How Karl Marx might approach Political Science

The very term, "Political Science," is a genteel veil thrown over the naked body of class domination. To speak of it as a "science" suggests an impartial, objective pursuit of knowledge, as if the ruling ideas of any epoch are not merely the ideas of the ruling class. What else can it be? When we examine the pronouncements of these self-styled "political scientists," we find them invariably occupying themselves with the superficial mechanics of the state – the juggling of ministries, the wrangling of parliaments, the legalistic formulations that serve to uphold the existing order. They meticulously dissect the legislative process, cataloguing the procedures by which the bourgeoisie manipulates the levers of power, yet they shy away from the fundamental question: for whom does this machinery truly function?
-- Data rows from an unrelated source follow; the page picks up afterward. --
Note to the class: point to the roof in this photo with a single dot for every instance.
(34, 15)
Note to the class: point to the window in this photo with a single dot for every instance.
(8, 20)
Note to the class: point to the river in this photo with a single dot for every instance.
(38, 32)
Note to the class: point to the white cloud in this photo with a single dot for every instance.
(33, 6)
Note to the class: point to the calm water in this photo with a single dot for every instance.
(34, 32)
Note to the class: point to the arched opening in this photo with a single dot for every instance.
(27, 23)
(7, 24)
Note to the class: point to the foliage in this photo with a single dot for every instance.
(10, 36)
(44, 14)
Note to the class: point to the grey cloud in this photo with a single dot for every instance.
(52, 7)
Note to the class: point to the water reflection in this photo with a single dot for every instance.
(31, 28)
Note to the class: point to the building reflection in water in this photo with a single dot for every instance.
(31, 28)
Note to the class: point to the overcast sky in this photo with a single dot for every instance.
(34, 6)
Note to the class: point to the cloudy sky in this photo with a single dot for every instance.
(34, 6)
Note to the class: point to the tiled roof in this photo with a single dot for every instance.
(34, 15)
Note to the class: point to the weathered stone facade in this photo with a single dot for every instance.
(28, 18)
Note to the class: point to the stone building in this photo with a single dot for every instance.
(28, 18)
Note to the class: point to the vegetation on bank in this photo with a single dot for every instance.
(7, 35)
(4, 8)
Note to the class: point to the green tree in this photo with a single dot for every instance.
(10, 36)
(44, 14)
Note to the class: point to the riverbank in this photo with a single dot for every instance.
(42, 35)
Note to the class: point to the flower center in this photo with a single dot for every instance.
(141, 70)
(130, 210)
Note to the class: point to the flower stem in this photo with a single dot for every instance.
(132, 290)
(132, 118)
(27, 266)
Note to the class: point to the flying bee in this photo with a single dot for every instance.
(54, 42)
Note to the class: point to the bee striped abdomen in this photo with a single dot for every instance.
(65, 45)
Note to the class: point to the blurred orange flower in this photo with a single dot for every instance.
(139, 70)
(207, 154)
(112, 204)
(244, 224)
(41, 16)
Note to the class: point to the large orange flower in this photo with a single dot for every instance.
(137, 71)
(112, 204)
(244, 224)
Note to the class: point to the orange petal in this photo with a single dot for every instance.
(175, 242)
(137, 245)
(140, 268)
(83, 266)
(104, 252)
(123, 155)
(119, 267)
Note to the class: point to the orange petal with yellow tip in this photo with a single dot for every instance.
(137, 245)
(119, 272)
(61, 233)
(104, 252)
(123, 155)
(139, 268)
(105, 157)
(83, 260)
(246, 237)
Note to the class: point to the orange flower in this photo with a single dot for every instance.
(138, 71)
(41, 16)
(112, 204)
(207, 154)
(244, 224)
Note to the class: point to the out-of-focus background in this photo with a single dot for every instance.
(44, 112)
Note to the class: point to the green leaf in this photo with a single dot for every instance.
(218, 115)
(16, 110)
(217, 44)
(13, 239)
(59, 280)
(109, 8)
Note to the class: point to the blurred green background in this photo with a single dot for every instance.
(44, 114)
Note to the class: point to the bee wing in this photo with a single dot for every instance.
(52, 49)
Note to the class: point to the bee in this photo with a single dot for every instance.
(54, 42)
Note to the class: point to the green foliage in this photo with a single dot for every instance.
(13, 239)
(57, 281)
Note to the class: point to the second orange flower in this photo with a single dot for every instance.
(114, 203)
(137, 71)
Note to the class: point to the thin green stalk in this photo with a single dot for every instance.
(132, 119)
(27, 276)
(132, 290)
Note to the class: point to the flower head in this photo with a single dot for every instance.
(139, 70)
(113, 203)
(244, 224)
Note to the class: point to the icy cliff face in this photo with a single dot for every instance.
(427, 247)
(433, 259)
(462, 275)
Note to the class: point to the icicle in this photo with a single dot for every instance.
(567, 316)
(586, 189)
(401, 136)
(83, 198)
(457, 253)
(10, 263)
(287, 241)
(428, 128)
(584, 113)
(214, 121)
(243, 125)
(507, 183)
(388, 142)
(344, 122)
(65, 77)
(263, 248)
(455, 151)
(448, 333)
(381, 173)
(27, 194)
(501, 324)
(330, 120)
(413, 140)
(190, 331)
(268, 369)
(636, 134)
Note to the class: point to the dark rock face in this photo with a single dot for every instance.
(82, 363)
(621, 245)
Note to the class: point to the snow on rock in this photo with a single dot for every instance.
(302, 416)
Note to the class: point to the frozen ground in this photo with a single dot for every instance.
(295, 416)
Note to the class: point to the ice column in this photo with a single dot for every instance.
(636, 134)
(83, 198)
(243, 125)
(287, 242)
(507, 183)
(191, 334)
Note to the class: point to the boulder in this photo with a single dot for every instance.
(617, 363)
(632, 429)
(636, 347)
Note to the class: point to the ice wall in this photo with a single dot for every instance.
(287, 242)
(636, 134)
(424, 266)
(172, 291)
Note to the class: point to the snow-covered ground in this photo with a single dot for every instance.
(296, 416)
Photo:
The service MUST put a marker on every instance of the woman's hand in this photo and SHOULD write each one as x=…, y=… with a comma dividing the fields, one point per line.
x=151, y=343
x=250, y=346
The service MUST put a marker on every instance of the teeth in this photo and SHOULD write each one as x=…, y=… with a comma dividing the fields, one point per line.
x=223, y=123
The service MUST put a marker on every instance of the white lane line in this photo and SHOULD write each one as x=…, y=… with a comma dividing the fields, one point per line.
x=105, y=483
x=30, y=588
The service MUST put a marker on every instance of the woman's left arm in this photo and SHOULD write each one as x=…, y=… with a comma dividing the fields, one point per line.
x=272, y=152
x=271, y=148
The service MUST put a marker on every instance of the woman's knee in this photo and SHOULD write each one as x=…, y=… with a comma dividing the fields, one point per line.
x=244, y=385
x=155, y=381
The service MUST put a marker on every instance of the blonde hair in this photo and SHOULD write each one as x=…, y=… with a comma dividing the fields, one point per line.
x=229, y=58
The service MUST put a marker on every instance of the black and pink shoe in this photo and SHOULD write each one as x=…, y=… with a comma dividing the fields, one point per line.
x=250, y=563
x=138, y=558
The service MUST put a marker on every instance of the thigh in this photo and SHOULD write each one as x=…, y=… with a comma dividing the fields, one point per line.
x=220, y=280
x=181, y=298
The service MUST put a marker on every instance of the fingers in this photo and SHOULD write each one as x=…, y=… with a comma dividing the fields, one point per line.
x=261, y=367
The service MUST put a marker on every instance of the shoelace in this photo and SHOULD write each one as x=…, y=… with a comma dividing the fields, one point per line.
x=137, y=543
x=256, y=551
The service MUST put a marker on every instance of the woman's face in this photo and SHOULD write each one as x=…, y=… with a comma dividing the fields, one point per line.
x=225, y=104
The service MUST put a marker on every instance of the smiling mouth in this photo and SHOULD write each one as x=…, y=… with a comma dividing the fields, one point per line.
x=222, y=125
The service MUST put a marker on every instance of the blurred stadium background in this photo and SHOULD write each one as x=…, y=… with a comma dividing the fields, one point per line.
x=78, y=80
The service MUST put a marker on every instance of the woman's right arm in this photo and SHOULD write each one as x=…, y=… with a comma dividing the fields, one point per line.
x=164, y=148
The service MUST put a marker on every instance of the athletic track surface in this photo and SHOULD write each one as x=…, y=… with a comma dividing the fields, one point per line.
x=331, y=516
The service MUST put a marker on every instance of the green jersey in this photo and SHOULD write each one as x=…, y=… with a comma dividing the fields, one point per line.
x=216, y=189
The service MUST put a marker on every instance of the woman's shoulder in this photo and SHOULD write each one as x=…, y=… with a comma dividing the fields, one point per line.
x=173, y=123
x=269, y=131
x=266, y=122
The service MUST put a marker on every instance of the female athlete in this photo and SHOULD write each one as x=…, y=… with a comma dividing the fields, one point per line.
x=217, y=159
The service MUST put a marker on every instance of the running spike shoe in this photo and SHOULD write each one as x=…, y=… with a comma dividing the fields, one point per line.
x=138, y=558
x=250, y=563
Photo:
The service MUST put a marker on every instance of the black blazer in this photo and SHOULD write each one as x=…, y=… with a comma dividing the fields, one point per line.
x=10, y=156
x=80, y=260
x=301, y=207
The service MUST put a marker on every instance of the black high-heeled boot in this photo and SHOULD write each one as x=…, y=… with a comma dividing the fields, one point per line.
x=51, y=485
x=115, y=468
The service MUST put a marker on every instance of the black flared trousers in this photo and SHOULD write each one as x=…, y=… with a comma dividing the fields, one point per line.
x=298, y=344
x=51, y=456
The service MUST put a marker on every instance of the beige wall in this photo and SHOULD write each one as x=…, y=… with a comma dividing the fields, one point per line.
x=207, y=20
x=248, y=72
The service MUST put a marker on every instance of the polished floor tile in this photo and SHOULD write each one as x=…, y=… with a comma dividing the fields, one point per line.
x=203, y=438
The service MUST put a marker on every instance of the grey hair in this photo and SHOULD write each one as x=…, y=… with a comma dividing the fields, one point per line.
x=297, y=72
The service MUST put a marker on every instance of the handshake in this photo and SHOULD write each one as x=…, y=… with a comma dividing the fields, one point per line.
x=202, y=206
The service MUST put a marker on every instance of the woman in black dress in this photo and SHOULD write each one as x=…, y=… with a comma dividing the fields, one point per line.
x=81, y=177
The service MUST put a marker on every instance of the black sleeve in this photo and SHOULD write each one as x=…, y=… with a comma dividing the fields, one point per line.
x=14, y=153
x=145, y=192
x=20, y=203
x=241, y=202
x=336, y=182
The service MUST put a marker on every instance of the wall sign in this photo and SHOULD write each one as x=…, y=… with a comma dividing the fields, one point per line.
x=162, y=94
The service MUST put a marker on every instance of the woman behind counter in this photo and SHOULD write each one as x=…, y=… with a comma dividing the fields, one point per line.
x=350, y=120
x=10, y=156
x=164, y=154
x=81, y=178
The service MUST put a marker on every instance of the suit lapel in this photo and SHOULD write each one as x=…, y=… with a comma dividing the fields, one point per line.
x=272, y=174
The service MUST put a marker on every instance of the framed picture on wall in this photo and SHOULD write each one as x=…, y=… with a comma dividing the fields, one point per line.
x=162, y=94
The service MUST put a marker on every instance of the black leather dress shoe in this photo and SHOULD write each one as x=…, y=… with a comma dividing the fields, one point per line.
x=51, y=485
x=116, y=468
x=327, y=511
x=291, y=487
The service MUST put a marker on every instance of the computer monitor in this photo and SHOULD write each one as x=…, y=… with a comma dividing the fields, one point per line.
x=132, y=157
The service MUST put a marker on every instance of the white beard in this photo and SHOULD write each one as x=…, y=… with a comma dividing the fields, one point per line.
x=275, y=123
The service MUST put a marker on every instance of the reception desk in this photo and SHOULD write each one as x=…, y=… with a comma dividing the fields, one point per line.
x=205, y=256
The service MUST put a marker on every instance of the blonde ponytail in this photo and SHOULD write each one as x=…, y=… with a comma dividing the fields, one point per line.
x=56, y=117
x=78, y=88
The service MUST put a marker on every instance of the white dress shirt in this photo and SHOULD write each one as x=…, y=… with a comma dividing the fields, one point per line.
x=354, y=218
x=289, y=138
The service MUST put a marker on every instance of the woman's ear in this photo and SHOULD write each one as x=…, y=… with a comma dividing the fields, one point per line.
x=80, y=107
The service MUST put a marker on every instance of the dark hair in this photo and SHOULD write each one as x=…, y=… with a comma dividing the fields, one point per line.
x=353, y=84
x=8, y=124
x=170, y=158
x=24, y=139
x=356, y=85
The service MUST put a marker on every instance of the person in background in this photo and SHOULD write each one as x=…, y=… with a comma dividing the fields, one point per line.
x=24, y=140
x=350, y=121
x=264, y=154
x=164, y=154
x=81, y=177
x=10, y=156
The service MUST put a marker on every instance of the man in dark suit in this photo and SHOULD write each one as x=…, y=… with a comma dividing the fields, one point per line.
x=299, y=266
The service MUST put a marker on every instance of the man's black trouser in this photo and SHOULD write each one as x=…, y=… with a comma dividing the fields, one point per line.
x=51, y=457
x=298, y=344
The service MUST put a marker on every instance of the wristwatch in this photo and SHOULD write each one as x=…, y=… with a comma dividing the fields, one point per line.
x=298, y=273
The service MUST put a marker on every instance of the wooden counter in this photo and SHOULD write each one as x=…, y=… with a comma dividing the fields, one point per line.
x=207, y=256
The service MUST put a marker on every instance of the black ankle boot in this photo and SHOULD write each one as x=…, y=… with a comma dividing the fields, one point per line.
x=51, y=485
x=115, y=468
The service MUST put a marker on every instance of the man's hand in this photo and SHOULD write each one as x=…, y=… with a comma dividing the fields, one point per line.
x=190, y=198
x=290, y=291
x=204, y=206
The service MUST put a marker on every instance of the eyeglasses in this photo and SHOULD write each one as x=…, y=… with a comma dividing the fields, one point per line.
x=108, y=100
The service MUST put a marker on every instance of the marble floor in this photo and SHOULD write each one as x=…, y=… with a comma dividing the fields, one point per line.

This so-called "science" studiously ignores the economic base upon which the entire edifice rests. It treats the state as an independent entity, a neutral arbiter, when in reality it is nothing more than the executive committee of the modern bourgeoisie, an instrument forged and wielded to maintain their property relations and suppress the aspirations of the exploited. The "science" of politics, as practiced today, is thus inherently a mystification, a sophisticated form of ideology designed to obscure the brutal reality of class struggle. It offers elegant theories of governance while ignoring the very source of conflict: the inherent contradiction between the socialized nature of production and the private appropriation of its fruits. Until political analysis confronts this material reality, until it recognizes that the state is a product and a tool of class society, it remains nothing more than a bourgeois apologetic, a further obscuring of the path towards…

Imagined perspective — an AI synthesis grounded in Karl Marx’s recorded ideas and methods, not a quotation or a statement they actually made.